RabbitMQ Work Queues: Avoiding Data Inconsistency with Rebalanser

With RabbitMQ we can scale-out our consumers by simply adding more, but we can also scale-out our queues. There are a few reasons why scaling out our queues might be preferential to simply adding more consumers to a single queue (competing consumers), one of those reasons is when using the work queue pattern.

Fig 1. Work queue with multiple competing consumers

Work Queues

Avoiding competing consumers on a single queue is necessary when ordering is important and/or non-concurrent processing is important. For example, let's say a worker has to perform a small set of functions over a customer. Running two work tasks related to the same customer at the same time may leave the customer data in an inconsistent state.

Or perhaps messages of a given customer sometimes come in next to each other. Let's say a create and an update. Perhaps the create function needs to perform some kind of check against another system that can be a little slow sometimes. When we have competing consumers on the same queue we could end up having the update run first and fail.
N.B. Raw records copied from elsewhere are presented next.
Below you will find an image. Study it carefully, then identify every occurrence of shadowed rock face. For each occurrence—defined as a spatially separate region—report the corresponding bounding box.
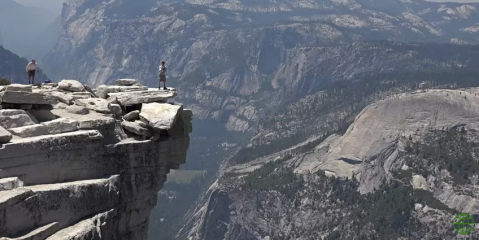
[0,79,193,240]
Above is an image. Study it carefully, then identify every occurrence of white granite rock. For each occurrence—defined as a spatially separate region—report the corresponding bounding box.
[58,80,85,92]
[110,104,122,117]
[108,90,176,105]
[123,110,139,121]
[66,105,90,115]
[0,125,12,143]
[1,91,58,105]
[140,103,183,130]
[8,124,49,138]
[42,118,79,134]
[0,82,193,240]
[0,109,37,129]
[0,177,23,191]
[116,79,139,86]
[74,98,111,114]
[96,85,148,99]
[51,91,75,105]
[5,84,32,93]
[121,120,151,137]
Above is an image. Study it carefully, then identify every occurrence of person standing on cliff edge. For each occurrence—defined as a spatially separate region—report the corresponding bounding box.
[26,60,38,84]
[158,61,167,90]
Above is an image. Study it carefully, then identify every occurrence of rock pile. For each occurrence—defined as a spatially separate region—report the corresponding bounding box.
[0,79,192,240]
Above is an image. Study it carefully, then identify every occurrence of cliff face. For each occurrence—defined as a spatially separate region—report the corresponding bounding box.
[181,89,479,240]
[0,79,192,239]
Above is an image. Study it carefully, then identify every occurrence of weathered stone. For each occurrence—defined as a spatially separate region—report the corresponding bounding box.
[5,84,32,93]
[1,91,58,105]
[139,103,183,130]
[8,124,49,138]
[50,91,74,105]
[42,118,79,135]
[65,105,90,115]
[107,96,119,105]
[135,120,148,128]
[74,98,111,114]
[27,109,57,122]
[121,121,151,137]
[14,222,60,240]
[96,85,148,99]
[0,188,33,209]
[54,102,68,109]
[0,125,12,143]
[108,90,176,105]
[58,80,85,92]
[0,81,193,240]
[124,110,139,121]
[46,210,117,240]
[0,110,36,129]
[3,176,120,237]
[110,104,122,117]
[0,177,23,191]
[116,79,139,86]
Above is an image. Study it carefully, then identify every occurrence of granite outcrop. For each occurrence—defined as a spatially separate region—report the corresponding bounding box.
[0,79,192,240]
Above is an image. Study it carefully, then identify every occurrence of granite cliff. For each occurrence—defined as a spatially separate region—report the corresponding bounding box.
[0,79,192,240]
[181,89,479,240]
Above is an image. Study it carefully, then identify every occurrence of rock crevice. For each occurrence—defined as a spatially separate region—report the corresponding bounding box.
[0,79,193,240]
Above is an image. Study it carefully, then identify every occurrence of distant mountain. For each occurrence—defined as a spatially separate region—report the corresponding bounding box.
[14,0,64,14]
[0,0,58,59]
[0,45,48,84]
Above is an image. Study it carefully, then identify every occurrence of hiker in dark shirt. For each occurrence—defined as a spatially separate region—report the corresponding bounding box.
[159,61,167,90]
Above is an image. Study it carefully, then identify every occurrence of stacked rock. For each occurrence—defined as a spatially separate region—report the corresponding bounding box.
[0,79,191,144]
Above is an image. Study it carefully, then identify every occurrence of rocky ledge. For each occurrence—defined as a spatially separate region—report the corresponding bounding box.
[0,79,192,240]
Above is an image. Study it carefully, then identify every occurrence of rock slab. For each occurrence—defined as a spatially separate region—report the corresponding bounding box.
[140,103,183,130]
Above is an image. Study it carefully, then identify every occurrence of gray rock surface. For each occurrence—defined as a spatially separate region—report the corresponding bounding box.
[121,121,151,137]
[0,83,193,239]
[1,91,58,105]
[124,110,139,121]
[8,124,49,138]
[0,125,12,143]
[74,98,111,114]
[116,79,139,86]
[58,80,85,92]
[66,105,90,115]
[140,103,182,130]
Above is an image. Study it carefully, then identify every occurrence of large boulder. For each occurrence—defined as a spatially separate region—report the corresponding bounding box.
[139,103,183,130]
[0,110,37,129]
[121,121,151,137]
[74,98,111,114]
[1,91,58,105]
[42,118,79,134]
[8,124,49,138]
[0,125,12,143]
[108,90,176,105]
[96,85,148,99]
[123,110,139,121]
[116,79,139,86]
[50,91,75,105]
[5,84,32,93]
[58,80,85,92]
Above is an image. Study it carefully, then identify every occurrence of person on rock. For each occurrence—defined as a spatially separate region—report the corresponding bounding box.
[26,60,38,84]
[158,61,167,90]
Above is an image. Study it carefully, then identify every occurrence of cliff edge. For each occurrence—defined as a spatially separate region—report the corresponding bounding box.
[0,79,192,240]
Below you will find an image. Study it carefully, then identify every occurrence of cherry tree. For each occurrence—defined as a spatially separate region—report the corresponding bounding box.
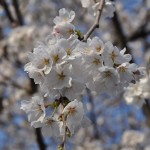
[0,0,150,150]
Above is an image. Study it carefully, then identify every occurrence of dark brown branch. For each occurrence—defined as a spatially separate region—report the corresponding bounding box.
[128,10,150,42]
[0,26,3,40]
[111,11,129,52]
[35,128,47,150]
[12,0,24,25]
[0,96,4,113]
[0,0,17,25]
[128,30,150,41]
[128,30,150,42]
[83,0,105,41]
[110,5,134,63]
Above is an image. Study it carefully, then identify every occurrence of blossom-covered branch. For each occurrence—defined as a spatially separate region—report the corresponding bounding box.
[20,1,147,149]
[83,0,105,41]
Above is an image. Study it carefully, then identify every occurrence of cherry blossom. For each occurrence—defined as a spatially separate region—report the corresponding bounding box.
[20,5,146,146]
[53,8,75,25]
[62,99,87,134]
[41,117,61,137]
[21,96,45,128]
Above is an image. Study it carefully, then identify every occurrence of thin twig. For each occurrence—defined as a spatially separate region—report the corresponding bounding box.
[83,0,105,41]
[62,114,67,150]
[59,96,67,150]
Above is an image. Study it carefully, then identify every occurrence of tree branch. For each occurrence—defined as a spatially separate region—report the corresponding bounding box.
[110,4,134,63]
[127,9,150,42]
[0,0,17,26]
[83,0,105,41]
[128,30,150,42]
[12,0,24,26]
[61,115,67,150]
[35,128,47,150]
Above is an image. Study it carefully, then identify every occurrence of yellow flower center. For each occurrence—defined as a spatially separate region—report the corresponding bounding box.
[110,51,117,62]
[67,29,74,35]
[46,119,54,125]
[93,58,100,66]
[58,72,66,80]
[66,48,72,56]
[53,54,59,63]
[63,18,68,22]
[43,58,49,65]
[104,71,112,77]
[119,66,127,72]
[96,46,102,52]
[68,107,77,115]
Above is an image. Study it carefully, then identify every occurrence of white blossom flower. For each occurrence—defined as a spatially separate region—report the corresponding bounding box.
[62,99,84,134]
[53,23,75,38]
[120,48,132,63]
[43,63,72,91]
[62,80,85,101]
[42,88,60,99]
[103,42,130,67]
[88,66,120,95]
[25,65,44,84]
[50,44,67,65]
[57,35,79,58]
[53,8,75,25]
[45,34,57,46]
[20,96,45,128]
[88,36,104,54]
[124,74,150,107]
[41,117,60,137]
[124,83,144,107]
[83,51,103,75]
[98,66,120,88]
[25,45,53,75]
[133,67,146,81]
[117,63,137,84]
[139,76,150,99]
[70,57,90,84]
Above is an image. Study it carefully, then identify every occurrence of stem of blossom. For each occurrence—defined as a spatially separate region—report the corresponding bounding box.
[83,0,105,41]
[51,107,57,117]
[59,97,67,150]
[62,114,67,150]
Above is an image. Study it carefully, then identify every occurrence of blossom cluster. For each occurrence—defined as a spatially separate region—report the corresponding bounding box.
[124,74,150,107]
[21,4,143,140]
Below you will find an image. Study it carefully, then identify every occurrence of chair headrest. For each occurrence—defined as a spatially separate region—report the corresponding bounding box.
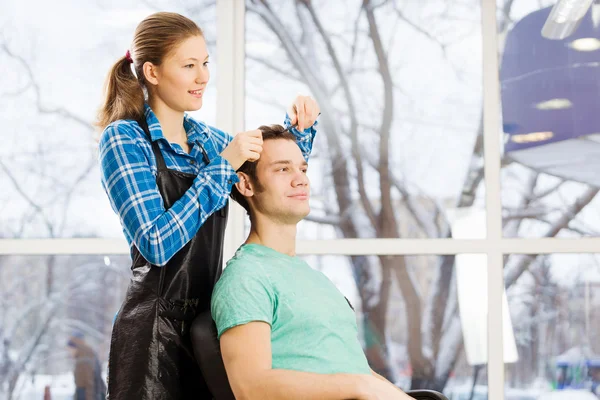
[190,310,236,400]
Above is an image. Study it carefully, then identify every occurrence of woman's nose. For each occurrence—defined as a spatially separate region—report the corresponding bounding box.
[196,68,208,84]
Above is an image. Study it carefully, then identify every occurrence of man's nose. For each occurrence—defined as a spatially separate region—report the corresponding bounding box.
[292,171,309,187]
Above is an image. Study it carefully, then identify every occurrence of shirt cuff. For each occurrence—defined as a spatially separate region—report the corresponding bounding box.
[284,112,319,137]
[194,155,240,198]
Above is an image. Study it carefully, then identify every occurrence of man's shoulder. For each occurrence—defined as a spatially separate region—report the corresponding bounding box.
[214,250,270,293]
[211,248,276,325]
[223,249,264,275]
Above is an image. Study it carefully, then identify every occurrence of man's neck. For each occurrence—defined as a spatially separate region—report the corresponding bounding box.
[245,216,298,257]
[148,97,187,145]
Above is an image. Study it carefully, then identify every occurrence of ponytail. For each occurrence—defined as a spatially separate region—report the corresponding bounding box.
[96,12,204,130]
[96,55,145,130]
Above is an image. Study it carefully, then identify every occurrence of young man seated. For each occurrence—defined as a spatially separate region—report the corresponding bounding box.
[211,125,413,400]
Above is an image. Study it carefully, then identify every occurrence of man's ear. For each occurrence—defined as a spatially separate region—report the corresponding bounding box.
[235,172,254,197]
[142,61,160,86]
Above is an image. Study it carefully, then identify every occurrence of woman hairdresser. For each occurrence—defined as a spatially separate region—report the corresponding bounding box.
[97,12,319,399]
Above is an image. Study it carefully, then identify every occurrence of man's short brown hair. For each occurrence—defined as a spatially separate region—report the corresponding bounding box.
[230,124,297,214]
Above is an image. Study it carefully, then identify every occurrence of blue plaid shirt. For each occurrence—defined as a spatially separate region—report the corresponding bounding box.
[99,105,316,266]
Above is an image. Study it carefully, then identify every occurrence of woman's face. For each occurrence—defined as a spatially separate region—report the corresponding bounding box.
[148,35,210,112]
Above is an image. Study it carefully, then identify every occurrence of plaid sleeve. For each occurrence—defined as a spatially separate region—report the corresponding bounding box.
[99,123,237,266]
[204,115,316,161]
[205,123,233,153]
[283,113,318,162]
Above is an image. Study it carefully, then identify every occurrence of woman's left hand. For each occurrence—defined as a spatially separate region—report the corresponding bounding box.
[287,95,320,131]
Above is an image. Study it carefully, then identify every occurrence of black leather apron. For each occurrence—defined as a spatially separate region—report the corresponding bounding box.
[107,120,228,399]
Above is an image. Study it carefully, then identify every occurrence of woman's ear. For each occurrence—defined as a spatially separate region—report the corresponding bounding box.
[143,61,160,86]
[235,172,254,197]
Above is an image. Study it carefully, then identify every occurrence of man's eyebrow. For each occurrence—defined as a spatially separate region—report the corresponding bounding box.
[269,160,309,167]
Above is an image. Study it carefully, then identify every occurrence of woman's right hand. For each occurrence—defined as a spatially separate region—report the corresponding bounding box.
[221,129,263,171]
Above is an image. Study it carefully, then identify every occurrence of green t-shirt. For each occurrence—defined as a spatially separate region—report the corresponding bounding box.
[211,243,371,375]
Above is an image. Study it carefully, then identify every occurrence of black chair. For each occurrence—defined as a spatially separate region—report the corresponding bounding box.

In both these cases it would be beneficial to distribute our messages across multiple queues, ensuring that messages of a given customer always go to the same queue that is consumed by a single consumer. That way we ensure no concurrent processing and no out of order processing of a given customer while scaling out.

Topologies

A naive way of modelling this pattern would be using a Topic or Direct exchange using the Customer Id as the routing key. However, if you have a large number of customers then you'd soon have thousands of queues.

Buckets

Another way would be to use consistent hashing and a modulus function to create a consistent routing key. So for example create an MD5 hash of the Customer Id and then convert that to a 64 bit integer (some of the hash is lost here). Then do modulus number of queues.

var numberOfQueues = 10;
var routingKey = BitConverter.ToInt64(CreateMD5Hash(customerId)) % numberOfQueues;

This will create ten buckets in which we can classify each customer. The distribution should be good enough to make it evenly distributed between buckets (given enough customer ids). We use this number between 0 and 9 as the routing key. Because the base is a consistent hash, customer 1000 will always be placed in the same bucket. If you change from 10 buckets to 20 however, the bucket will most likely not be the same anymore.
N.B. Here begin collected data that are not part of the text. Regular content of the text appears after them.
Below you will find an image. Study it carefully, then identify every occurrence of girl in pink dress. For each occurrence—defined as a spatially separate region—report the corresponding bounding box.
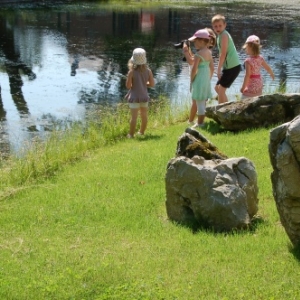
[240,35,274,99]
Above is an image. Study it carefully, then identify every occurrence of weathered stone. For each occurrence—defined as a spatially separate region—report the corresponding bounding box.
[165,155,259,231]
[269,115,300,246]
[176,128,228,160]
[206,93,300,131]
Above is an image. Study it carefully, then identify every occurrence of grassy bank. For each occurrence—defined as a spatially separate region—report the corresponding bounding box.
[1,97,299,299]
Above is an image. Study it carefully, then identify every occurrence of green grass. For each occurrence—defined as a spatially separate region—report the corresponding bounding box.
[1,98,300,299]
[0,96,187,194]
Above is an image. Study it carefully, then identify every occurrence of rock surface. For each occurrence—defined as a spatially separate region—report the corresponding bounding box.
[165,129,259,231]
[176,128,228,160]
[206,93,300,131]
[269,115,300,246]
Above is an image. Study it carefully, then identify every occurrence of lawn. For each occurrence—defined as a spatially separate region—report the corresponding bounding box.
[0,120,299,299]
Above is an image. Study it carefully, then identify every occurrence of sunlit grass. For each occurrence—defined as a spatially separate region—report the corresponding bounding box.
[0,117,299,299]
[0,95,189,194]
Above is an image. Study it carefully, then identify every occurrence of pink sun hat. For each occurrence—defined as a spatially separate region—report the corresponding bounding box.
[245,35,260,44]
[188,29,210,41]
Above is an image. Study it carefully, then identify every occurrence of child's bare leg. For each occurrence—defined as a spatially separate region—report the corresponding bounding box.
[189,100,197,122]
[139,106,148,134]
[215,84,228,104]
[129,108,139,136]
[197,115,205,125]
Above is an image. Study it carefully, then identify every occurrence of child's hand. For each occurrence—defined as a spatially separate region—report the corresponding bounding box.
[182,43,189,54]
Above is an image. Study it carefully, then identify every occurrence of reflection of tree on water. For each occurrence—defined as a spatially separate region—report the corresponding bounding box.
[75,10,169,103]
[0,14,39,156]
[0,15,37,130]
[5,61,36,120]
[0,88,5,122]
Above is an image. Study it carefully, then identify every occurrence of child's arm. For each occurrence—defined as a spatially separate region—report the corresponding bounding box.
[190,55,201,82]
[217,33,228,78]
[240,61,251,93]
[183,42,194,66]
[209,57,214,79]
[126,70,133,89]
[262,59,275,80]
[147,69,155,87]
The below diagram shows five buckets.

Fig 2. Bucketing of Customer Id to route to a fixed number of queues.

Consistent Hash Exchange

A better way of doing it would to be to use the Consistent Hash Exchange. Instead of calculating a hash ourselves, we let the exchange do it. We simply put the Customer Id as the routing key.

This way Customer 1000 always goes to the same queue as the hash of its routing key is always the same. However, if you add more queues, then Customer 1000 will most likely route to a different queue.

Limiting One Consumer Per Queue

Assigning each consumer to a given queue and ensuring that each queue does not have competing consumers can be a pain. You could do it in configuration, but that might be tricky if normally your application instances share the same configuration.

Colleagues of mine working on the .NET stack recently encountered this very problem. So I developed a library for them that performs automatic assignment of queues to consumers, ensuring two consumers cannot consume from the same queue. It also performs automatic rebalancing when the number of queues or consumers changes.

Rebalanser

You wrap your RabbitMQ code in Rebalanser and the library handles coordination with other consumer applications and assigns the queues.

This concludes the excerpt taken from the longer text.